Wolf startet in den Wahlkampf

CDU Guido Wolf will im nächsten Jahr den grünen Ministerpräsidenten Winfried Kretschmann ablösen. Dafür umwirbt er eifrig die baden-württembergische SPD

„Die SPD muss sich fragen, ob sie den richtigen Koalitionspartner hat“, sagt Guido Wolf

AUS ULM LENA MÜSSIGMANN

Eigentlich fehlt auf der Bühne in Ulm nur noch Volker Kauder als Sänger. Die Melodie des Pophits „Ein Hoch auf uns“ dröhnt aus den Boxen. Guido Wolf, der Spitzenkandidat der baden-württembergischen CDU, winkt in den Saal. Neben ihm steht sein einstiger Kontrahent Thomas Strobl und grinst selig. Man könnte meinen, die CDU habe schon eine Wahl gewonnen. Doch im Gegenteil: Sie fängt gerade erst an, dafür zu kämpfen – das aber voller Enthusiasmus.

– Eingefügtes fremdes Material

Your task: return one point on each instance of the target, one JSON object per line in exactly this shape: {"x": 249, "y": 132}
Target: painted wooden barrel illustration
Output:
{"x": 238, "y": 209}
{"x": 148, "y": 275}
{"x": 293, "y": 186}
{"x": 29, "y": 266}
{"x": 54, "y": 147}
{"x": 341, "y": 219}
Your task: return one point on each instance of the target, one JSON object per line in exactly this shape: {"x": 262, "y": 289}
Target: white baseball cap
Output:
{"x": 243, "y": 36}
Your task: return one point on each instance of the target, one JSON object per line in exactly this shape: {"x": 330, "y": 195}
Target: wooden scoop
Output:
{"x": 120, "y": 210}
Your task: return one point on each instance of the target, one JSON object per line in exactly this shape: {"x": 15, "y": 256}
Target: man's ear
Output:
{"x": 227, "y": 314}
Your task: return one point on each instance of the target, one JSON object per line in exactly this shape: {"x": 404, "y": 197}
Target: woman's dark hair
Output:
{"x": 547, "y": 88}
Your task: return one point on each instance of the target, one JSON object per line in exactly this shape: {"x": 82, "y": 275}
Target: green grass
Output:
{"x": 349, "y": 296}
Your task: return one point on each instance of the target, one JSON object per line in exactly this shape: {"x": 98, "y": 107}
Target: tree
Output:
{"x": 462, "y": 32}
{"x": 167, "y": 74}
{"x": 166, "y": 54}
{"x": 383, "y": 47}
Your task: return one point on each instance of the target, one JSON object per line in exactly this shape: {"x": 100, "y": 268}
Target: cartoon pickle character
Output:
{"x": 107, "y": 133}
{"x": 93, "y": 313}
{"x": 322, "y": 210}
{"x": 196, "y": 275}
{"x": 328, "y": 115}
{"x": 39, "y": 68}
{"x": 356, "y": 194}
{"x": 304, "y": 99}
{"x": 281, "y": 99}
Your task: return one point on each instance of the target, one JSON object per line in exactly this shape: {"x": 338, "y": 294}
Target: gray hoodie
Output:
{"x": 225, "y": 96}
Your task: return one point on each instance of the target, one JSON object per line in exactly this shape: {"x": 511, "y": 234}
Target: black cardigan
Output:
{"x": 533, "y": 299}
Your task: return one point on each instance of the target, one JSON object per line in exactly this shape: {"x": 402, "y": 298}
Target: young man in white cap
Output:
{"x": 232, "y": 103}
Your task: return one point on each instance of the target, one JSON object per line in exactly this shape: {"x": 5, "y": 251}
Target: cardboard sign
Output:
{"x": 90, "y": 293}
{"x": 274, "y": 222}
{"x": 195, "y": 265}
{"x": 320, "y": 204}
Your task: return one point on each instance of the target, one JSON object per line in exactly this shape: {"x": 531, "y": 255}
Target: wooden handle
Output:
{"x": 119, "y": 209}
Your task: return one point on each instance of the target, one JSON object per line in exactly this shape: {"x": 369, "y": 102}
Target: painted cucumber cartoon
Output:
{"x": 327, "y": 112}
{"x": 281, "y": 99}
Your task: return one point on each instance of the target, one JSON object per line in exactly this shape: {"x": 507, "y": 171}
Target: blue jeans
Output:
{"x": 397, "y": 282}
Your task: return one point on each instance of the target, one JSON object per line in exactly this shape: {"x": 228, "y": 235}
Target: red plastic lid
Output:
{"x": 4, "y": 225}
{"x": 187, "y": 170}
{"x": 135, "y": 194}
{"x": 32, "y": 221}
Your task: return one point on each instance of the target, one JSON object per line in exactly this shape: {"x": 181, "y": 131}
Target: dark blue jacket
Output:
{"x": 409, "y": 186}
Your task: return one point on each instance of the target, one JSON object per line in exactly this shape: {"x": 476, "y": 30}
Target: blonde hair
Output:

Im März 2016 wählt Baden-Württemberg einen neuen Landtag, und die zentrale Frage ist: Können die Grünen an ihren spektakulären Erfolg von 2011 anschließen, bleibt also Winfried Kretschmann als erster grüner Ministerpräsident im Amt oder holt die CDU sich die verlorene Staatskanzlei zurück.

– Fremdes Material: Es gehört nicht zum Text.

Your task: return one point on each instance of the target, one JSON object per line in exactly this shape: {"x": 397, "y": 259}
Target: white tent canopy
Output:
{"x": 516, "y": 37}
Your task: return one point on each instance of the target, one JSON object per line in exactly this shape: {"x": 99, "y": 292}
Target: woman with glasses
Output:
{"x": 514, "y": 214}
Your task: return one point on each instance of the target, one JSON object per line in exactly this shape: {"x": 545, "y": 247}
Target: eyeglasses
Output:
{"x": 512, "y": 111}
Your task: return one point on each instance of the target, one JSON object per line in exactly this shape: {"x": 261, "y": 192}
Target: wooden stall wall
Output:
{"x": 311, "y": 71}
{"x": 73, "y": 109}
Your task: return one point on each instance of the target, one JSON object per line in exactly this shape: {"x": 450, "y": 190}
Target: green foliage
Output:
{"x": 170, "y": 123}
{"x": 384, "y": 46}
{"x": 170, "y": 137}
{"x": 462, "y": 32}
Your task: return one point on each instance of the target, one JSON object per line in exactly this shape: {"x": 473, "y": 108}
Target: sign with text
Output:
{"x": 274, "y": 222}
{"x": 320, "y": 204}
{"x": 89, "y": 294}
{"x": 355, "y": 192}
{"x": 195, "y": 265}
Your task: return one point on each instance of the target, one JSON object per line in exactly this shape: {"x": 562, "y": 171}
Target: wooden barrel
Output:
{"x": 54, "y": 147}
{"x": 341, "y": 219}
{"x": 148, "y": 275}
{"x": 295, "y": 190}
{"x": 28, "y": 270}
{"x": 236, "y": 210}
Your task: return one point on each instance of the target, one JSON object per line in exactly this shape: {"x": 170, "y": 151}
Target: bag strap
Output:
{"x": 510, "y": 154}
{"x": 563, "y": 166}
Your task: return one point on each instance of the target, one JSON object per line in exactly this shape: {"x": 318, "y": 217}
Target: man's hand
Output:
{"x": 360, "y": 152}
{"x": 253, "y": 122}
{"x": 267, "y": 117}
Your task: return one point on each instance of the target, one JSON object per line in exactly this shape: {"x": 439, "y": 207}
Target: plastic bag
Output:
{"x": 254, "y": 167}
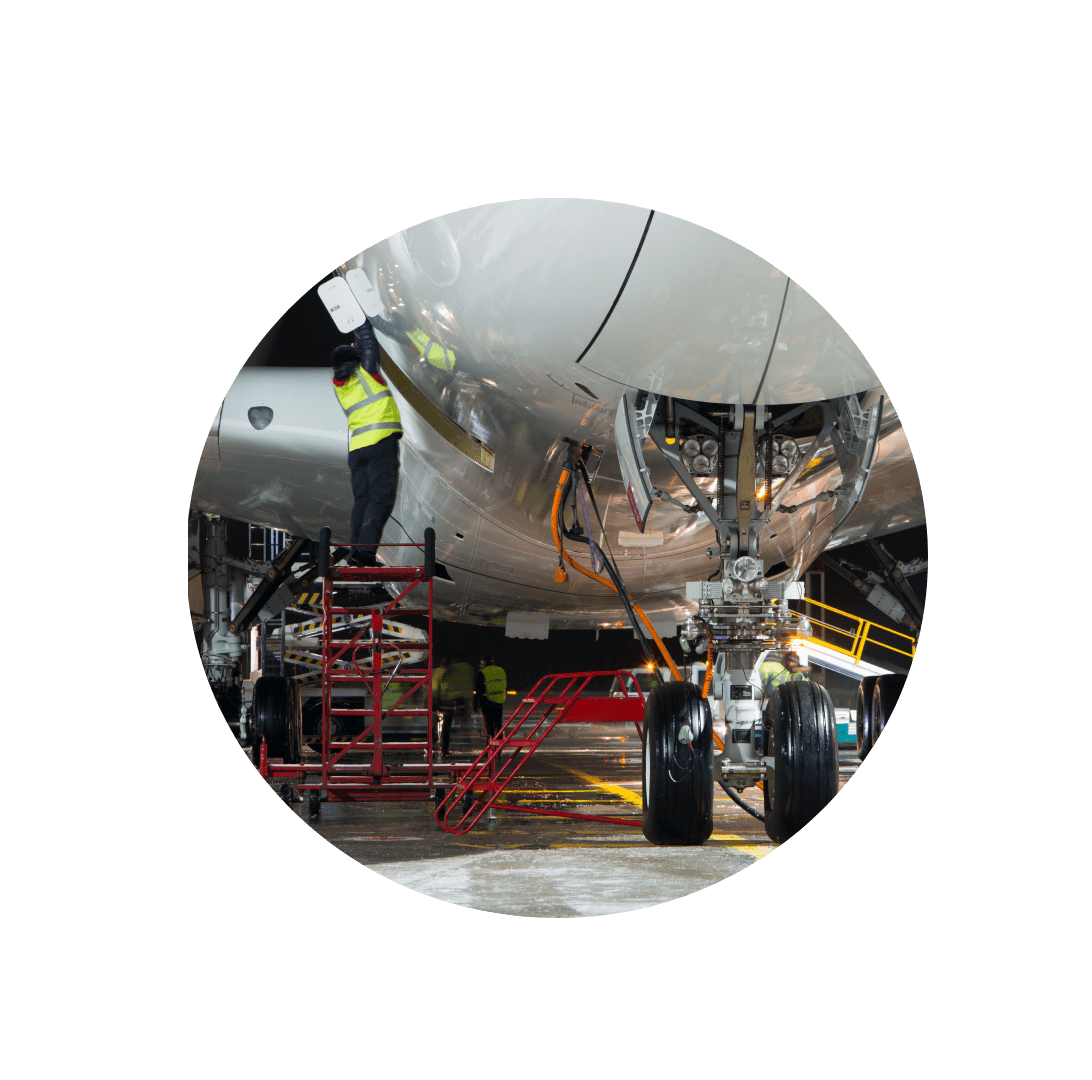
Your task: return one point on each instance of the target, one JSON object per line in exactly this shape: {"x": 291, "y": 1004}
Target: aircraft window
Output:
{"x": 260, "y": 416}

Guido Wolf, bisher Landtagspräsident, wurde am Samstag zum Spitzenkandidaten für die Landtagswahl gekürt. Er erhielt 93,8 Prozent der abgegebenen Stimmen und ist nun offizieller Herausforderer von Ministerpräsident Kretschmann.

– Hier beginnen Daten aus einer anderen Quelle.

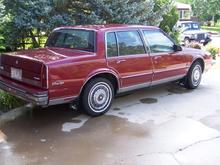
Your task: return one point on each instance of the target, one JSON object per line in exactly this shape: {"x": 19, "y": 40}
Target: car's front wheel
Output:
{"x": 97, "y": 96}
{"x": 194, "y": 76}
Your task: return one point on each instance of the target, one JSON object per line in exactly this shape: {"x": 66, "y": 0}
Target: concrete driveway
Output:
{"x": 165, "y": 125}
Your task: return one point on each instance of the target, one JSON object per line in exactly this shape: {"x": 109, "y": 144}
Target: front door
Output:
{"x": 127, "y": 56}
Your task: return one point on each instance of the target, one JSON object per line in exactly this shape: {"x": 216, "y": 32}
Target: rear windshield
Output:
{"x": 72, "y": 38}
{"x": 190, "y": 26}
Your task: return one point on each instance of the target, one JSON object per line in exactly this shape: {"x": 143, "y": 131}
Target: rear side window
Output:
{"x": 112, "y": 48}
{"x": 130, "y": 43}
{"x": 158, "y": 41}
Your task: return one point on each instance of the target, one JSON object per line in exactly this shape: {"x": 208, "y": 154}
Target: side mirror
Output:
{"x": 177, "y": 48}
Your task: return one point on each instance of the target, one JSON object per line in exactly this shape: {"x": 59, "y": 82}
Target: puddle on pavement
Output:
{"x": 148, "y": 100}
{"x": 116, "y": 109}
{"x": 76, "y": 121}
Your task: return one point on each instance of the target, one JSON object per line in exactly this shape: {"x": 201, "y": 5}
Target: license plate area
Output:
{"x": 16, "y": 73}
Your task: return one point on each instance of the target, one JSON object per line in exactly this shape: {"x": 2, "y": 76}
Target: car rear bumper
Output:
{"x": 25, "y": 93}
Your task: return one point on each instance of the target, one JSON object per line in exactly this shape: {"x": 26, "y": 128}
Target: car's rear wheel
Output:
{"x": 97, "y": 96}
{"x": 194, "y": 76}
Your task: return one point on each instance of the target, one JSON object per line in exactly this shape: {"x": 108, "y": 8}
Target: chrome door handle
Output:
{"x": 120, "y": 61}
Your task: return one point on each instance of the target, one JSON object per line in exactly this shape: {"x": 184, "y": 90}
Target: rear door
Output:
{"x": 127, "y": 55}
{"x": 168, "y": 64}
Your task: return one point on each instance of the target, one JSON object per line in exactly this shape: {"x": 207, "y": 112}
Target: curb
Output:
{"x": 15, "y": 113}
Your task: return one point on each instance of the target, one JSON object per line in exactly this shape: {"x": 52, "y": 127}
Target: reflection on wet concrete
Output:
{"x": 116, "y": 109}
{"x": 148, "y": 100}
{"x": 176, "y": 89}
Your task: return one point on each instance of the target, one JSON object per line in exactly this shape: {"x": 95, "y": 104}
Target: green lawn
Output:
{"x": 211, "y": 28}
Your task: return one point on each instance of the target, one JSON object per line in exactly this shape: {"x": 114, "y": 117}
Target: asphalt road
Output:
{"x": 157, "y": 126}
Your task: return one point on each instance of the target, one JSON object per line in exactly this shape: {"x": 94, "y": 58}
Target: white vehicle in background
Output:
{"x": 191, "y": 31}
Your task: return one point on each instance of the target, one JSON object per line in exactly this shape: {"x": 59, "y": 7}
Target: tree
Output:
{"x": 117, "y": 11}
{"x": 206, "y": 10}
{"x": 32, "y": 18}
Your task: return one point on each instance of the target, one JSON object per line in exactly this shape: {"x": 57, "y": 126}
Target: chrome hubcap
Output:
{"x": 196, "y": 75}
{"x": 100, "y": 97}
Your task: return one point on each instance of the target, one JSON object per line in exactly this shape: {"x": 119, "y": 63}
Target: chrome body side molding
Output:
{"x": 153, "y": 83}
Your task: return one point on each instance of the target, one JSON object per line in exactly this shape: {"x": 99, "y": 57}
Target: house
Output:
{"x": 185, "y": 11}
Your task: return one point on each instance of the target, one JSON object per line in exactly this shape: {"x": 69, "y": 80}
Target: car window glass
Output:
{"x": 130, "y": 43}
{"x": 112, "y": 49}
{"x": 72, "y": 38}
{"x": 158, "y": 41}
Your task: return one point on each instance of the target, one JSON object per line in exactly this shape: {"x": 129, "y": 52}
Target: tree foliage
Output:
{"x": 28, "y": 20}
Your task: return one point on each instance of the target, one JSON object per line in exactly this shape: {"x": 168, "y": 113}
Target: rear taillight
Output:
{"x": 45, "y": 77}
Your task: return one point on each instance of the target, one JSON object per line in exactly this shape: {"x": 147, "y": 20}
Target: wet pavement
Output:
{"x": 161, "y": 125}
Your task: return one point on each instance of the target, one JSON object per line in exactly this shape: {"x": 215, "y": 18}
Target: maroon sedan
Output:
{"x": 94, "y": 63}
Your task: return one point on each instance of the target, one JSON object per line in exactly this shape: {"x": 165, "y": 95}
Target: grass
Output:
{"x": 8, "y": 102}
{"x": 212, "y": 28}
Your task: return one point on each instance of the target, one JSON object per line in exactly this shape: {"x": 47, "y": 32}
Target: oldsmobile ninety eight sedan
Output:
{"x": 94, "y": 63}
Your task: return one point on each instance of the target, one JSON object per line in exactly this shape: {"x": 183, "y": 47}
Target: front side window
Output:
{"x": 130, "y": 43}
{"x": 158, "y": 41}
{"x": 112, "y": 49}
{"x": 72, "y": 38}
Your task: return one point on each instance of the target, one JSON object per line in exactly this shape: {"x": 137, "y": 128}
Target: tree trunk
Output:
{"x": 213, "y": 19}
{"x": 35, "y": 43}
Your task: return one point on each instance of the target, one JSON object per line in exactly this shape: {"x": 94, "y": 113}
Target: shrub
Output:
{"x": 213, "y": 50}
{"x": 8, "y": 101}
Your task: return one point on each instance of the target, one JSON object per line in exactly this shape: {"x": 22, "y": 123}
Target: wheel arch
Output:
{"x": 111, "y": 76}
{"x": 201, "y": 61}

„Ich brenne für Baden-Württemberg, deshalb will ich Ministerpräsident werden“, ruft Wolf in die Halle. Die CDU hatte 2011 nach 58 Jahren Regierungsbeteiligung die Macht verloren. Ihr Feindbild sind die Grünen: Deren Bürgerpolitik hält Wolf für gescheitert. Grün-Rot zerbreche sich den Kopf über gleichgeschlechtliche Beziehungen, über sexuelle Vielfalt. „Da fühlt sich manche Familie, wo Frau und Mann zusammenleben, an den Rand gedrängt.“

Solche Streicheleinheiten für die konservative Seele werden mit viel Applaus belohnt. Klare Kante gegen die Alternative für Deutschland (AfD), die im Landtagswahlkampf Baden-Württemberg mit eigenem Spitzenkandidaten antreten will, zeigt CDU-Landeschef Thomas Strobl: „Die AfD ist niemals ein Partner in einer Landesregierung für die CDU.“

Spitzenkandidat Wolf baggert stattdessen die Sozialdemokraten an: Die SPD habe gute Ideen – etwa die Stärkung des Verfassungsschutzes. So etwas sei mit den Grünen nicht zu machen. „Wenn sich die SPD da die Zähne ausbeißt, müsste sie sich mal fragen, ob sie noch den richtigen Koalitionspartner hat“, sagt Wolf. „Mit uns ließe sich reden.“

Die SPD will sich zu diesen Avancen nicht äußern, betonte in der Vergangenheit aber schon häufig, dass sie am liebsten die jetzige Koalition mit den Grünen fortführen möchte. Die Bewerbungsrede Wolfs sei ein „Aufbruch in die Spießbürgerlichkeit“ gewesen, sagt Katja Mast, Generalsekretärin der SPD. Die Grünen-Landesvorsitzenden Thekla Walker und Oliver Hildenbrand äußern sich per Pressemitteilung: Die CDU werbe mit Halb- und Unwahrheiten für sich. „Das hat Baden-Württemberg nicht verdient.“

Die CDU hat aus ihrer Niederlage 2011 vor allem eines gelernt: Sie setzt nicht mehr alles auf eine Karte. „Die Mitglieder erwarten keinen Solotänzer“, sagt Wolf. Die Skandale rund um Exministerpräsident Stefan Mappus hatten die CDU 2011 unter anderem zu Fall gebracht. Die jetzigen Spitzenleute müssen ihr Ego den Parteizielen unterordnen. Peter Hauk gibt den Fraktionsvorsitz im Landtag kommenden Dienstag an den Spitzenkandidaten Wolf ab. Thomas Strobl bleibt trotz seiner Niederlage im Dezember bei der Mitgliederbefragung um die Spitzenkandidatur Landeschef. Wolf hatte sich zuletzt einen parteiinternen Wahlkampf mit Landeschef Thomas Strobl um die Spitzenkandidatur geliefert. In einer Mitgliederbefragung im Dezember war er dann von 55,9 Prozent der CDUler als Spitzenkandidat vorgeschlagen worden.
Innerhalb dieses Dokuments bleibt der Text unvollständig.